I rewired my brain to become fluent in math (2014)

Original Article ↗ Hacker News Discussion ↗

Overall reaction to the article

  • Many readers found the piece overly autobiographical with little concrete “how-to”; some called it disappointing or “just practice” in inflated language.
  • Others liked it, especially the claim that “fluency builds understanding,” and appreciated the first‑person account of going from math‑phobic to competent.
  • Several noted the confrontational subtitle about “education reformers” felt mis-aimed or overstated.

Memorization, practice, and fluency

  • Strong thread arguing that repetition, drills, and memorization of core facts (e.g., arithmetic, definitions, theorems) are essential foundations for higher‑level understanding.
  • Counterpoint: memorization without context is demotivating and quickly forgotten; meaningful practice and repeated use of ideas matters more than raw rote.
  • Some describe a virtuous cycle: stored facts enable insight and pattern recognition; insight then motivates further learning.
  • Distinction drawn between “surface intuition” vs deep understanding that transfers to new contexts.

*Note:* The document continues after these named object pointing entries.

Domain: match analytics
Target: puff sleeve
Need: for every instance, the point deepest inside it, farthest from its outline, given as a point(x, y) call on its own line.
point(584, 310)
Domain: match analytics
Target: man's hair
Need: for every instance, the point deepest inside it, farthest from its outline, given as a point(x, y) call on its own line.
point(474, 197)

Math pedagogy and word problems

  • Multiple critiques of both old “drill only” teaching and newer “understanding only” approaches; many advocate combining them.
  • Several push for earlier focus on nontrivial word problems and problem‑solving strategies, not just template “algebra in prose.”
  • Debate over what “word problems” should mean: genuine modeling vs exam‑oriented text that merely hides equations.

Individual differences, limits, and “rewiring”

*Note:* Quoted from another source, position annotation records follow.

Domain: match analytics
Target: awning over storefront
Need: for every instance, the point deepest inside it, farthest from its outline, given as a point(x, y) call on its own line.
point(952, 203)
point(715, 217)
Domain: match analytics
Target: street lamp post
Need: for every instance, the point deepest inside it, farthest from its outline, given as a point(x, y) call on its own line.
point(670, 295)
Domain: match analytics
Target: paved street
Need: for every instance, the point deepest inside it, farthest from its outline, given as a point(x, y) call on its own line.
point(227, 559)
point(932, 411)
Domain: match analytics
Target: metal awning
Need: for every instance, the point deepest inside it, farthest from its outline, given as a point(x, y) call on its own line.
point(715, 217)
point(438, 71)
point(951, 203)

  • Skepticism about the metaphor of “rewiring the brain”: some see it as just sustained practice; others find the metaphor helpful for behavior and thought‑pattern change.
  • Discussion of innate variation (e.g., spatial rotation, intuition types), but strong agreement that “good enough” math is within reach of many more people than realize.
  • Personal stories of math anxiety, especially from humiliating classroom practices, and later rediscovery of math through self‑study or programming.

Broader reflections and resources

  • Calls for integrating history and philosophy of math to provide context and motivation.
  • Distinction between “applied/engineering math” and “abstract/pure math,” with mixed experiences transitioning between them.
  • Several recommendations of courses, books, drill tools, and apps for building fluency, especially through gamified practice.